Dosen UMJ Masuk Pengurus Inti ANI, Perkuat Riset dan Ekonomi Wakaf Nasional
Dosen FEB UMJ, Dr. Jaharuddin, M.E., dipercaya menjadi pengurus inti Divisi Riset dan Ekonomi Wakaf dalam Rakernas I Asosiasi Nazhir Indonesia (ANI), Minggu (15/2/2025) secara daring. Foto: UMJ.

TVMU.TV - Dosen Fakultas Ekonomi dan Bisnis Universitas Muhammadiyah Jakarta (UMJ), Dr. Jaharuddin, M.E., dipercaya menjadi pengurus inti Divisi Riset dan Ekonomi Wakaf dalam Rapat Kerja Nasional (Rakernas) I Asosiasi Nazhir Indonesia (ANI) yang digelar secara daring melalui Zoom Meeting pada Minggu (15/2/2025).

Penunjukan tersebut menempatkan Jaharuddin pada posisi strategis dalam perumusan arah kebijakan, penguatan riset wakaf, serta pengembangan model ekonomi wakaf produktif di tingkat nasional.

Dalam forum Rakernas, ANI menegaskan pentingnya penguatan riset sebagai basis kebijakan wakaf nasional. Divisi Riset dan Ekonomi Wakaf diharapkan mampu menghadirkan kajian berbasis data yang aplikatif, sehingga pengelolaan wakaf tidak berhenti pada aspek normatif, tetapi benar-benar implementatif dan berdampak.

Jaharuddin menyatakan keterlibatannya sebagai nazhir profesional bukan sekadar posisi organisasi, melainkan bagian dari komitmen moral dan keilmuan.

“Kenapa kami aktif sebagai nazhir profesional, bukan karena lembaga, bukan karena ANI, apalagi cuma sebagai pekerjaan. Kami aktif sebagai nazhir, karena pahala jariyah akan mengalir ke kami, walaupun saat itu kami sudah tidak bisa beramal lagi,” ujarnya.

Menurutnya, perguruan tinggi tidak boleh menjadi “menara gading” yang terpisah dari realitas masyarakat. Ilmu ekonomi wakaf harus diuji dan disempurnakan melalui praktik langsung di lapangan, termasuk dalam menghadapi tantangan tata kelola, kapasitas sumber daya manusia, regulasi, serta pengembangan model ekonomi produktif yang berkelanjutan.
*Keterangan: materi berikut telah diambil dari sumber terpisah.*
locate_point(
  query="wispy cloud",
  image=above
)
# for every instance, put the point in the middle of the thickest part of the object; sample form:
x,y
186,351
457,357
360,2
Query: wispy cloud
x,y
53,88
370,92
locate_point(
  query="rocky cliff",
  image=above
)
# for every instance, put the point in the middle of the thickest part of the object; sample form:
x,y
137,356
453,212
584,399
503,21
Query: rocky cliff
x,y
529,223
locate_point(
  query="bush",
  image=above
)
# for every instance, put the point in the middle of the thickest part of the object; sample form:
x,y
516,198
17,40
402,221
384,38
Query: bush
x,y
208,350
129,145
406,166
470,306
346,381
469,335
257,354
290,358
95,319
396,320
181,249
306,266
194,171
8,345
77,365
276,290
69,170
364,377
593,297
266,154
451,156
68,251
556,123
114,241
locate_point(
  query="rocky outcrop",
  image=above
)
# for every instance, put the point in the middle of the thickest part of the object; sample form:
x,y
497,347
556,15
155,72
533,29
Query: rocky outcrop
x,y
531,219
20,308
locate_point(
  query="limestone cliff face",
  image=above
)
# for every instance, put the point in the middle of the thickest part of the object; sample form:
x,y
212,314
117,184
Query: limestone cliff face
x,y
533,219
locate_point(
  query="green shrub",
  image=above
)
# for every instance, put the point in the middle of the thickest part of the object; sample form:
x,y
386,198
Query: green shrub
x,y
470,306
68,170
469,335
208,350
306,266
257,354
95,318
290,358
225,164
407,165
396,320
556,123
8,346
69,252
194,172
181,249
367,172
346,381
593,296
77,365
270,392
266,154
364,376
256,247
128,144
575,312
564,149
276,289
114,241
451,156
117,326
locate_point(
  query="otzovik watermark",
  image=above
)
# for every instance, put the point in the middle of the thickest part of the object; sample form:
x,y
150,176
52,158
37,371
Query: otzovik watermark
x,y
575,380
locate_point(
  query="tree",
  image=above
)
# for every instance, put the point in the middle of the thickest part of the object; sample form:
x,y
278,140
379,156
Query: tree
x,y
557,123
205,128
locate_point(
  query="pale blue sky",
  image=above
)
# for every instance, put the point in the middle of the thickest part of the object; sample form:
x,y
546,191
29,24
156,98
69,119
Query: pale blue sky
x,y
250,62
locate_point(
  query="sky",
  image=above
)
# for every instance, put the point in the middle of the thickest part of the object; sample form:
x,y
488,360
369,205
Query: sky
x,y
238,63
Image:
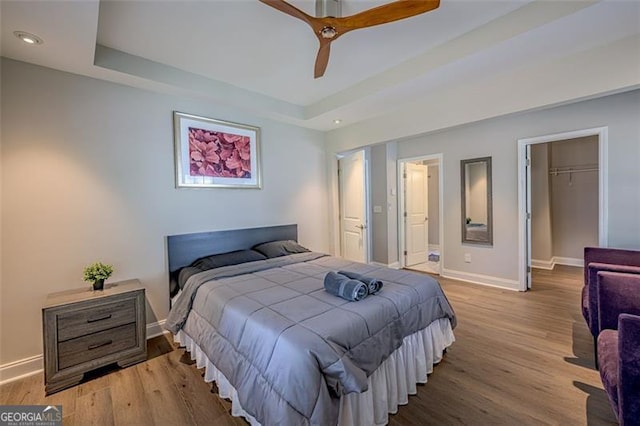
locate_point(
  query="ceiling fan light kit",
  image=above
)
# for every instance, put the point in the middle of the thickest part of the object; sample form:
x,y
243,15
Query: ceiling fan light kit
x,y
329,28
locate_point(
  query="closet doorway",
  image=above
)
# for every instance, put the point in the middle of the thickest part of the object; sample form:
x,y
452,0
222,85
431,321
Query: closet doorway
x,y
562,199
420,209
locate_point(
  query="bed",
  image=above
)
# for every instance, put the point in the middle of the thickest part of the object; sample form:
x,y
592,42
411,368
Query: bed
x,y
287,352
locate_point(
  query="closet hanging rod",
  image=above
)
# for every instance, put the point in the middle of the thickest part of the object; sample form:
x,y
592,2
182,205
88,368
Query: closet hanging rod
x,y
564,171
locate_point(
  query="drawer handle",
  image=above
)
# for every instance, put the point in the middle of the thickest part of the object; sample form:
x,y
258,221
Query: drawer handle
x,y
99,318
99,345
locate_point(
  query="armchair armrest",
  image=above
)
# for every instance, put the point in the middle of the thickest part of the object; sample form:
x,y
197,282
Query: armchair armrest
x,y
629,369
609,255
594,269
618,293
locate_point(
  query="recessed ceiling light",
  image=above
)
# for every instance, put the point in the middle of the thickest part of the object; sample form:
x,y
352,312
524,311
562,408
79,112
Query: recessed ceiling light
x,y
28,37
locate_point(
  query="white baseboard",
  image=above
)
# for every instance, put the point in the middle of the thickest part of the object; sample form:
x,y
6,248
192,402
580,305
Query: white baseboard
x,y
394,265
543,264
22,368
481,279
556,260
569,261
156,329
26,367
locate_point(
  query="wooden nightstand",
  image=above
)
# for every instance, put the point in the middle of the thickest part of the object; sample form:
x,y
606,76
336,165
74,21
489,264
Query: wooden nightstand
x,y
86,329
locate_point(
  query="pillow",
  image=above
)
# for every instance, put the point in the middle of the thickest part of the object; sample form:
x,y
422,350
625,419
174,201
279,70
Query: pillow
x,y
227,259
280,248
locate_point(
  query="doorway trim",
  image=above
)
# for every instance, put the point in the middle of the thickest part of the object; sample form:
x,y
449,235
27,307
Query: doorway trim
x,y
401,206
603,142
337,227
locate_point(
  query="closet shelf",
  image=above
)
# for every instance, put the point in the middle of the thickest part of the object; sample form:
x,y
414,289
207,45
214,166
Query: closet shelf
x,y
563,170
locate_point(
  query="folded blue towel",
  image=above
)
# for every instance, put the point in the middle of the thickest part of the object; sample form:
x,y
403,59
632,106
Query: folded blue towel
x,y
373,285
342,286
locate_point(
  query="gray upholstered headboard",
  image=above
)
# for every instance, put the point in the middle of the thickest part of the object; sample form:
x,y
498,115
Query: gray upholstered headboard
x,y
183,249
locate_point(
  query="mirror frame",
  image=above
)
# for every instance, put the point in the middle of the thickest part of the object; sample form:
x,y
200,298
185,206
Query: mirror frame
x,y
465,240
Keterlibatan akademisi dalam organisasi profesi seperti ANI dinilai menjadi jembatan penting antara teori dan praktik. Pengalaman empiris memperkaya perspektif akademik, sementara pendekatan ilmiah memperkuat kualitas kebijakan dan manajemen wakaf.

Rakernas ANI juga menyoroti pembentukan Indonesian Nazhir Academy sebagai Sekolah Wakaf yang bertujuan meningkatkan kompetensi nazhir secara sistematis. Inisiatif tersebut membuka ruang kolaborasi antara kampus dan organisasi profesi dalam pengembangan kurikulum, penelitian terapan, serta standardisasi kompetensi pengelola wakaf.

Partisipasi aktif dosen UMJ dalam struktur nasional wakaf menunjukkan peran perguruan tinggi dalam pembangunan ekonomi umat, khususnya melalui instrumen wakaf produktif yang berkelanjutan. Dengan sinergi antara dunia akademik dan praktik kelembagaan, penguatan wakaf nasional diharapkan semakin terarah dan berdampak nyata bagi masyarakat.